«Sous le pont Mirabeau coule la Seine, et nos amours…». Les ponts sont décidément des constructions bien romantiques. La Seine coule aussi sous le pont d’Issy ou plutôt «dessous» le pont qui relie les rives droite et gauche de la Seine, et Issy les Moulineaux à Boulogne. Pour les ingénieurs, les ponts ont un «tablier», une «jupe» et des «piles». Le pont d’Issy lui, a ses «dessous chics». C’est le nom incongru au premier abord que Claude Lévêque a choisi de donner à sa réalisation «in situ», en référence à la sublimissime chanson de Serge Gainsbourg au titre éponyme.

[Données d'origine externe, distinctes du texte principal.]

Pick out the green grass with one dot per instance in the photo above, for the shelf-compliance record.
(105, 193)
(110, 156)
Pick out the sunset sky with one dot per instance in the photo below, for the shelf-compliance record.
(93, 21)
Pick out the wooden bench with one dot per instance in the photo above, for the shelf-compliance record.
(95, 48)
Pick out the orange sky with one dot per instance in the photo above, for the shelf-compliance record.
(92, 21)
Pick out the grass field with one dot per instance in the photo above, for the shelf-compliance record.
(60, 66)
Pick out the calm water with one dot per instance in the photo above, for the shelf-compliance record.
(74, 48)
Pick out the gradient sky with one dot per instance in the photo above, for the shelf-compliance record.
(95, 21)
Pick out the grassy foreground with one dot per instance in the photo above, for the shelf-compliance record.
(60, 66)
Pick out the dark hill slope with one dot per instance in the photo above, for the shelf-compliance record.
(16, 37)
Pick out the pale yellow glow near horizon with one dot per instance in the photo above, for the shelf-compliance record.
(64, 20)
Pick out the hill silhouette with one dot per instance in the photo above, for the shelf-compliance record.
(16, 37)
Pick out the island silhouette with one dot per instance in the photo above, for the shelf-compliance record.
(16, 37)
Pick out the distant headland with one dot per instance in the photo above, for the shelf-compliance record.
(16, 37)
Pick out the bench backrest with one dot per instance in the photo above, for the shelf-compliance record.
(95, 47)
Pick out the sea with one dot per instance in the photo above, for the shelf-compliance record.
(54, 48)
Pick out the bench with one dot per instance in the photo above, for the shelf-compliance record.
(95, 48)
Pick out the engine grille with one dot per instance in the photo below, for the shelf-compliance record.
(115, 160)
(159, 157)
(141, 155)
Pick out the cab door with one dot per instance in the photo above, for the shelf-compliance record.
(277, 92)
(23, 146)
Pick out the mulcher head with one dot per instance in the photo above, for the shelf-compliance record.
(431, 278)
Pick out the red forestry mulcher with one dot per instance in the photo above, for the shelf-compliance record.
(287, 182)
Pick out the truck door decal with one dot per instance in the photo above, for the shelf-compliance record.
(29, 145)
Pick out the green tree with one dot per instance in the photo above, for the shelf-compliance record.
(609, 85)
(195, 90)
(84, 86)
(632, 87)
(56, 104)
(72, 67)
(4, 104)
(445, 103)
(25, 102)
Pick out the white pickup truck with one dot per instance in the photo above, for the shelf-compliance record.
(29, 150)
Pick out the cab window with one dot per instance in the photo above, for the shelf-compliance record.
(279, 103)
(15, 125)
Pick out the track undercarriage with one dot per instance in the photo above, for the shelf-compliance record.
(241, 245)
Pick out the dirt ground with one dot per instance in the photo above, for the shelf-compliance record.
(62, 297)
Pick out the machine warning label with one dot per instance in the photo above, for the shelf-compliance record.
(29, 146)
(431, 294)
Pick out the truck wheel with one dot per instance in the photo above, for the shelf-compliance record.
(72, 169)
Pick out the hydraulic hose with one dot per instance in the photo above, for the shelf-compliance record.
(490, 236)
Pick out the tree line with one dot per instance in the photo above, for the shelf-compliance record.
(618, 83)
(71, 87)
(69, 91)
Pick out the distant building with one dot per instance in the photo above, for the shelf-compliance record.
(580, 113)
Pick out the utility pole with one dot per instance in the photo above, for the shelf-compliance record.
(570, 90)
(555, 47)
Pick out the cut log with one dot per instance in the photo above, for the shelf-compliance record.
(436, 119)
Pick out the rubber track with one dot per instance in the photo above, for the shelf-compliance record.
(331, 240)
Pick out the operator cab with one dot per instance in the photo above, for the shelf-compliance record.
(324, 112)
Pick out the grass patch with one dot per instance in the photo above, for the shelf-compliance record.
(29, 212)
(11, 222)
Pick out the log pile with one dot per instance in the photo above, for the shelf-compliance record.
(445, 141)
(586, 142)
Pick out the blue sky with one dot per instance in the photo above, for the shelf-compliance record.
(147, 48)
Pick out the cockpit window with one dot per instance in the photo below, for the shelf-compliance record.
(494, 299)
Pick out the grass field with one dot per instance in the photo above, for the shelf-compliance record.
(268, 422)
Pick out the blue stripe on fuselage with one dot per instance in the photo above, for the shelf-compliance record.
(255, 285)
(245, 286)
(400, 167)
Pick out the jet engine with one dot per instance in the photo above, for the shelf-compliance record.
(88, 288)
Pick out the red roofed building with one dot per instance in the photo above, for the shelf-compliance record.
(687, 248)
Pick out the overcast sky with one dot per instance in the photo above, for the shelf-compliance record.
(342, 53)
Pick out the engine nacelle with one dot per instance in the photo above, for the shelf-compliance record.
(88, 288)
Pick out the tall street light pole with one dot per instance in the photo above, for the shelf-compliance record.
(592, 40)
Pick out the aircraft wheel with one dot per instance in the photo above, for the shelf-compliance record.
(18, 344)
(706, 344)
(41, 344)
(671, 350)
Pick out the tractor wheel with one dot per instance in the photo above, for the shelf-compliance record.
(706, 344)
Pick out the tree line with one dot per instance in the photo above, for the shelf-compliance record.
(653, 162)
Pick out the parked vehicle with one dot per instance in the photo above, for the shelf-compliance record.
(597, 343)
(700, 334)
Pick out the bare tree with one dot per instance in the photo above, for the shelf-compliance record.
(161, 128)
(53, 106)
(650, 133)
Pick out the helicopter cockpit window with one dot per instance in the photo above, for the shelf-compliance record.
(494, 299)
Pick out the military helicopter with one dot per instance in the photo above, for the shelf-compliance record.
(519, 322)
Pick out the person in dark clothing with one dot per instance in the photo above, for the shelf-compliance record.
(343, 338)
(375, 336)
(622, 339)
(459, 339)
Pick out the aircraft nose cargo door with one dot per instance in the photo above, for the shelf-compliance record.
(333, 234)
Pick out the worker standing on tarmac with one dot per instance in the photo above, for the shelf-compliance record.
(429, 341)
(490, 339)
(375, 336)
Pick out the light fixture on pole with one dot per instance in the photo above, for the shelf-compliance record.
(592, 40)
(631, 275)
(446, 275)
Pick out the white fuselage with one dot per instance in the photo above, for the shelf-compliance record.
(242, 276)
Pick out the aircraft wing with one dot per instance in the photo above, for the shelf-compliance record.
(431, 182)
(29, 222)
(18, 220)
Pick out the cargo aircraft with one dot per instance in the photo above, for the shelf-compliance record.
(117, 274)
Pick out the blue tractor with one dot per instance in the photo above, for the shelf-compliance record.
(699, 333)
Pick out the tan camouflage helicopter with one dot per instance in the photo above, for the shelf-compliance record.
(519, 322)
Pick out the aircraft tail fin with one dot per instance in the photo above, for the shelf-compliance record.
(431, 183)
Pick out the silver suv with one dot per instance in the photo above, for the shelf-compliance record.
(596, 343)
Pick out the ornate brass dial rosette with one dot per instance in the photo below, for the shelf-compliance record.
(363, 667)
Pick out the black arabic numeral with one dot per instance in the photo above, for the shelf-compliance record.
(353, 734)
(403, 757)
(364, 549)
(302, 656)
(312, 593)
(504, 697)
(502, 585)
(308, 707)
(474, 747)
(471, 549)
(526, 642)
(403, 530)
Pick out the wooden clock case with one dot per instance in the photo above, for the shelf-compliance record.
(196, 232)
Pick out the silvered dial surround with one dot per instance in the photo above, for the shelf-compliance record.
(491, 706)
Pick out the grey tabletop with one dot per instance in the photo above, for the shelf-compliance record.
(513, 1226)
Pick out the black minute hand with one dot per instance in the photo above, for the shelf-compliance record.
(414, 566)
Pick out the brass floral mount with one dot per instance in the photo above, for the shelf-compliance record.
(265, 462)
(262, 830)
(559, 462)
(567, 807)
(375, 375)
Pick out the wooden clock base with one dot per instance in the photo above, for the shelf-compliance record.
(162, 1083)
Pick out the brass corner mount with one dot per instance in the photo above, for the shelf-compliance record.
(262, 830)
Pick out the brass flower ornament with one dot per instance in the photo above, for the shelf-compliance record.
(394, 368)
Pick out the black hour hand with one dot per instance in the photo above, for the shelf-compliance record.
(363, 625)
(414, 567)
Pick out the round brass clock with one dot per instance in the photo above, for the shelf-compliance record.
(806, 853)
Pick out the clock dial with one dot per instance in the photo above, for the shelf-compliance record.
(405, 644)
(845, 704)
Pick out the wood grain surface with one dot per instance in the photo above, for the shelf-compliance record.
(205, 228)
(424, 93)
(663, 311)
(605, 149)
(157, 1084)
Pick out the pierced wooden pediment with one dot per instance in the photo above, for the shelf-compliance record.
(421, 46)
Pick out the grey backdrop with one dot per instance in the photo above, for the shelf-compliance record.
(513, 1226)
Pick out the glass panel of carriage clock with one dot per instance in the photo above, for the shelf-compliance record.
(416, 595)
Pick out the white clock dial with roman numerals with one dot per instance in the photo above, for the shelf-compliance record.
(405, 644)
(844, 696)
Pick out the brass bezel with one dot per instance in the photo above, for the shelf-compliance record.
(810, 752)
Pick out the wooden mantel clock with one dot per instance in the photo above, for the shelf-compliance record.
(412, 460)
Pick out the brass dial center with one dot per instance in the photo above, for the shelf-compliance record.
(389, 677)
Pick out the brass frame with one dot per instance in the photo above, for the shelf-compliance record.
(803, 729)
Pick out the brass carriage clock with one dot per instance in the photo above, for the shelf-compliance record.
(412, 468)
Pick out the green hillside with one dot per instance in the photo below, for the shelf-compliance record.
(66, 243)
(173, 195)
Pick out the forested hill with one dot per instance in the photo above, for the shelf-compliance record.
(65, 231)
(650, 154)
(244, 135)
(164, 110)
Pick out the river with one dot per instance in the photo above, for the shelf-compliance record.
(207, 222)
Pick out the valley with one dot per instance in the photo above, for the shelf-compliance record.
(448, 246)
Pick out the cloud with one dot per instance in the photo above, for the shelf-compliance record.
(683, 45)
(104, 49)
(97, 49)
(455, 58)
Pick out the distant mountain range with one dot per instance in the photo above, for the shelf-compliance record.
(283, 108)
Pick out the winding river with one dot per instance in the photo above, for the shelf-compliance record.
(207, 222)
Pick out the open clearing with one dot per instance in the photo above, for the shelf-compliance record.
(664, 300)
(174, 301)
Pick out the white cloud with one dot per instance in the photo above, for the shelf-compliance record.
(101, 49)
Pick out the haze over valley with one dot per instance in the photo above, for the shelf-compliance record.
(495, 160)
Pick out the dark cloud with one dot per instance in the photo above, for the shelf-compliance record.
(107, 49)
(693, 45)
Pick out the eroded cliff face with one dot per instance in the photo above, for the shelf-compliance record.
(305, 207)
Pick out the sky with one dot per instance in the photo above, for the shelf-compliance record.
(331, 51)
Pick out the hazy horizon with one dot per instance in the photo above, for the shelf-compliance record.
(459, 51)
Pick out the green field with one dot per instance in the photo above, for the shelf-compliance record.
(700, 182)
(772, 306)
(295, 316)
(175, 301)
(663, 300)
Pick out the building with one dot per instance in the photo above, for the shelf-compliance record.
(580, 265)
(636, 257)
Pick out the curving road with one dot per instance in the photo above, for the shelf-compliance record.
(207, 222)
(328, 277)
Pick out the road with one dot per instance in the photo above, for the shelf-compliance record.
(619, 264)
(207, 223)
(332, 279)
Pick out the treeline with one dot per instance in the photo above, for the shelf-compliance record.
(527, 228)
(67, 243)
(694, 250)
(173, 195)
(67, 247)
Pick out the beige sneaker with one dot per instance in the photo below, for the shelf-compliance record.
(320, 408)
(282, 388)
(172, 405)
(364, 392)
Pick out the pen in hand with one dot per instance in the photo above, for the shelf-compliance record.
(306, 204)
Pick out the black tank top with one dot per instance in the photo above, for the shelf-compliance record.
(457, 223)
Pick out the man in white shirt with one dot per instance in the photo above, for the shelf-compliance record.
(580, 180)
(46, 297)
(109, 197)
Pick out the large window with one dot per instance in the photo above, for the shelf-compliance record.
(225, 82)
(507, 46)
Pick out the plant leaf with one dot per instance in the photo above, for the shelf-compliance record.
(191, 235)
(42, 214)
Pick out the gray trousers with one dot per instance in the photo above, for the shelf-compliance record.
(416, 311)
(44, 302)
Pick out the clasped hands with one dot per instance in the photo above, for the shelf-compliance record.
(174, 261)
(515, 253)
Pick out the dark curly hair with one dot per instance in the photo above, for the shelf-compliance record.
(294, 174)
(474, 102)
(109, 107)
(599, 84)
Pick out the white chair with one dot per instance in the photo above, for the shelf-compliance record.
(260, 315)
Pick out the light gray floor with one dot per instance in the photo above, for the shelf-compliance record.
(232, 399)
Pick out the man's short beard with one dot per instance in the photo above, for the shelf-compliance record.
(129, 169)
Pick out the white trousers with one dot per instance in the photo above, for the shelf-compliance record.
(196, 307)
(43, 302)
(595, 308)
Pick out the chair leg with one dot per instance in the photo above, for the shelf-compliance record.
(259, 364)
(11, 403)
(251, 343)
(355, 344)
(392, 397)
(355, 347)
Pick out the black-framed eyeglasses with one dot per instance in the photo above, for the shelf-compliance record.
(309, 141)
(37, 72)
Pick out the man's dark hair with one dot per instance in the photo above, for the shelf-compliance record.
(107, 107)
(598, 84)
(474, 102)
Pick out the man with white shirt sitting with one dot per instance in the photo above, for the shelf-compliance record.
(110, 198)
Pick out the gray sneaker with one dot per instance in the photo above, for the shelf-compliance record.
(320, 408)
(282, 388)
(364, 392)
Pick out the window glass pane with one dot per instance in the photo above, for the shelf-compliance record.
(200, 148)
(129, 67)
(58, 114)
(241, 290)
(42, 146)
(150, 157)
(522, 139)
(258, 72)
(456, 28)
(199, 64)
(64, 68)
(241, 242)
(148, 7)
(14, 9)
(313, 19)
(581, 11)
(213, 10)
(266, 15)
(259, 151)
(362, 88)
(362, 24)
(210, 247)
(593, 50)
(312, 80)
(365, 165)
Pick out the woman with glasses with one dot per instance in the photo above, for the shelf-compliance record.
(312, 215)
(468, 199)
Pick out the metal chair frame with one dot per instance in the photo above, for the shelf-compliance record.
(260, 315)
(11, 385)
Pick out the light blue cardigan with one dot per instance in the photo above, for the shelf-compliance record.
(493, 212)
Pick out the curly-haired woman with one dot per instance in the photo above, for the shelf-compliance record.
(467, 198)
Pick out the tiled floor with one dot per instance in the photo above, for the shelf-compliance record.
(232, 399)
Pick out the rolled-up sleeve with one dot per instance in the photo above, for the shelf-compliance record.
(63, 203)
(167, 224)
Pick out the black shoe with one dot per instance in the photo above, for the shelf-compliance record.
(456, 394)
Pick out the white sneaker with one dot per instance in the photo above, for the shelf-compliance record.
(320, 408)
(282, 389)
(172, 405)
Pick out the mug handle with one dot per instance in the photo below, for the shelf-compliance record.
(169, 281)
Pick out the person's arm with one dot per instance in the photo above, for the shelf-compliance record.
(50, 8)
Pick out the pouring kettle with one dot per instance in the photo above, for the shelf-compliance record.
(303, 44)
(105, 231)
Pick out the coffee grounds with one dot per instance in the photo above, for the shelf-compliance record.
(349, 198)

Un titre qui évoque «… la pudeur des sentiments/Maquillés outrageusement/Rouge sang …». Un éclair de néon rouge sang donc fixé immédiatement sous le tablier du pont qui enjambe le fleuve et le fait rougeoyer, comme un signal, comme un flambeau d’un genre nouveau, comme un soleil couchant.
Le travail commandé par le Conseil Général des Hauts de Seine s’est échelonné pendant 6 longues années de réalisation et est enfin achevé en dépit des tracasseries multiples et variées de l’administration des VNF (Voies Navigables de France). Il s’inscrit dans le programme de reconquête des berges de la Seine mais aussi dans une vaste ambition architecturale et artistique du département avec l’équipement de la Seine musicale ponctué d’un parcours d’œuvres d’art contemporaines : le «Pouce» de César (voir plus bas) est installé à l’entrée de la Seine Musicale, non loin de la «Tour aux figures» de Jean Dubuffet de l’île Saint-Germain que l’œuvre de Claude Lévêque semble annoncer comme un symbole de la «vallée de la culture».
Dans ses réalisations en néon précédentes, Claude Lévêque emprunte souvent l’écriture tremblante d’enfants ou de proches. Pour «Les Dessous chics», c’est Romaric Étienne qui a dessiné les lignes composant le profil de paysage que semble composer ce trait. D’aucuns y verront de façon plus prosaïque les cours chahutés de la bourse ou un électrocardiogramme géant ou encore l’immense tutu d’une danseuse étoile. C’est tout l’intérêt de ce geste : chacun pourra y voir ce qui l’arrange selon ses fantasmes et sa culture. Pour Claude Lévêque c’est «la vision panoramique du pont dans le contexte urbain de chaque rive qui a déterminé la forme de l’œuvre». Une création qui se situe dans la continuité de ses interventions précédentes au musée du Louvre dans la Pyramide et les fossés médiévaux en 2014 et 2015.
Un geste artistique à la visibilité infinie destiné au plus grand nombre de passants et qui répond à la volonté des édiles municipaux qui croient en l’importance de l’intervention des artistes et des architectes pour embellir la ville, la valoriser et favoriser son appropriation par les habitants. Avec «Les dessous chics» l’intervention magistrale de l’artiste a sublimé un ouvrage d’art pour en faire une œuvre d’art. La banlieue Ouest entend bien, avec ce geste fort, rivaliser désormais avec Paris sur le terrain du glamour et de la poésie.
Marie-Pierre Sensey
Les sans-abris couchant là dessous pourront au moins faire des économies de bout de chandelle tandis que les centrales nucléaires fonctionneront, elles, encore un peu plus pour fournir cette énergie… lumineuse !
Merci pour cet article intéressant (comme toujours) sur cette initiative éclairante.
Par contre je trouve que la Seine Musicale aurait pu choisir une oeuvre originale d’un artiste vivant et non ce pouce, dont le rapport à la musique me paraît futile et qui a été vu et revu, même si j’aime beaucoup l’oeuvre de César. Le bâtiment moderne et fonctionnel aurait mérité cela, les artistes vivants aussi.